Etwa 800 Kunden pro Tag hat Matthias Kehr im Kiosk an der Münchner Freiheit. Einer kauft eine Zeitschrift und eine Limo, ein anderer ein Feuerzeug oder eine Schachtel Zigaretten. Kiosk-Geschäft eben, vieles davon sind Kleinbeträge. Doch im kommenden Jahr muss Kehr für jeden Einkauf, und seien es nur ein paar Cent, einen Kassenbon ausgeben. "Da kommt pro Tag natürlich einiges zusammen", sagt er. "Die wenigsten Kunden wollen einen Kassenbon. So produzieren wir unnötig Müll."

Den unnötigen Müll erfordert die sogenannte Kassensicherungsverordnung, die am 1. Januar in Kraft tritt. Besitzt ein Betrieb eine elektronische Kasse, muss diese spätestens im Oktober über eine "zertifizierte technische Sicherheitseinrichtung" verfügen, wie das Bundesfinanzministerium (BMF) mitteilt. Unterschied zu jetzt: Betriebe haben dann eine "Belegausgabepflicht" - Kunden allerdings keine Mitnahmepflicht. Supermärkte und Kaufhäuser drucken Bons schon bisher meist standardmäßig, Kioske, Imbissbuden oder Bäckereien eher nicht. "Totaler Quatsch", sagt ein Sprecher des Handelsverbands Bayern. "Das sind einige Millionen Bons im Jahr, die man sich sparen könnte."

Dem BMF geht es um "verstärkte Transparenz im Kampf gegen Steuerbetrug". Wie groß das Problem ist, weiß man im Ministerium aber nicht: "Bei der Kassenmanipulation handelt es um ein Dunkelfeld, so dass der Schaden für die Allgemeinheit nicht bezifferbar ist." Papier also als die ultimative Sicherheit? Das BMF weist darauf hin, dass Belege ja auch "per Mail oder auf das Handy" ausgegeben werden könnten. Aber wie soll das funktionieren? "Da müssten wir ja Kundendaten sammeln und eine ganz eigene Plattform anbieten", sagt Magnus Müller-Rischart, Inhaber des Münchner Bäcker-Unternehmens Rischart. Er verweist darauf, dass elektronische Kassen seit Jahren immer enger mit dem Finanzamt kommunizierten. Sie zeichneten alle Vorgänge auf, es gebe Speicher- und Aufbewahrungspflichten. "Selbst wenn man wollte, könnte man nichts manipulieren." Auch er findet den Müll unnötig. "Wenn Sie einen Beleg für Ihre Breze haben wollten, haben Sie den immer schon bekommen", sagt er. Insofern sei man vorbereitet. Aber die allermeisten Kunden verlangten eben keinen.

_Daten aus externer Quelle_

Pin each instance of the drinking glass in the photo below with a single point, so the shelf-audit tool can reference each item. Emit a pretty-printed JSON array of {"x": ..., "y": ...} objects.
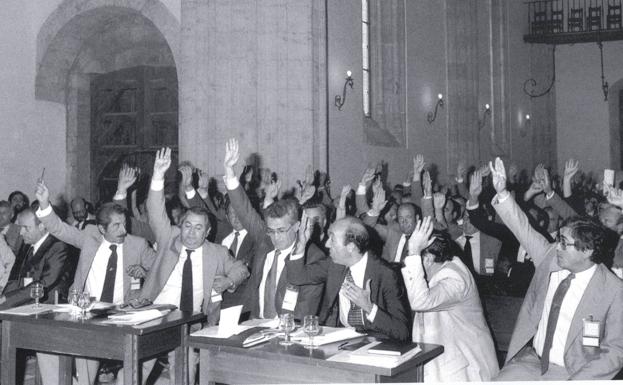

Kassen, die schwerer umzurüsten sind, dürfen unter bestimmten Bedingungen länger als bis Ende September genutzt werden. Und selbst wer danach keine Belege ausgibt, hat erst einmal nichts zu befürchten: Die Verordnung sieht keine Bußgelder vor. Ein Verstoß "könnte aber als Indiz dafür gewertet werden, dass den Aufzeichnungspflichten nicht entsprochen wurde", warnt das BMF. Die Finanzämter schauen unter Umständen genauer hin. Unternehmer, die das vermeiden möchten, können sich von der Belegausgabepflicht befreien lassen: Wer Waren an eine Vielzahl unbekannter Personen verkauft, kann mit Zustimmung des jeweiligen Finanzamtes auf den Papierbeleg verzichten. Allerdings nur, wenn für den Betrieb nachweislich eine "sachliche Härte" vorliegt, teilt das Bayerische Finanzministerium dazu mit. Worin eine solche bestehen könnte, sagen die Ministeriellen nicht. Sie verweisen nur darauf, dass "höhere Kosten" nicht als Grund ausreichen.

Möglich, dass viele Betriebe erst einmal spuren. Oder versuchen, das Beste daraus zu machen: Die Hofpfisterei druckt schon länger alle Belege aus und ist vor einiger Zeit von Thermo- auf Öko-Papier umgestiegen. Das hat einen bläulichen Farbstich und ist etwas teuer - ein Grund, warum es sich für kleine Betriebe wie den Kiosk an der Münchner Freiheit nicht lohnt. Für die Hofpfisterei, die in und um München gut 120 Filialen betreibt, war der Schritt leichter zu gehen. Die Bons wandern zwar auch in den Müll, können aber immerhin recycelt werden.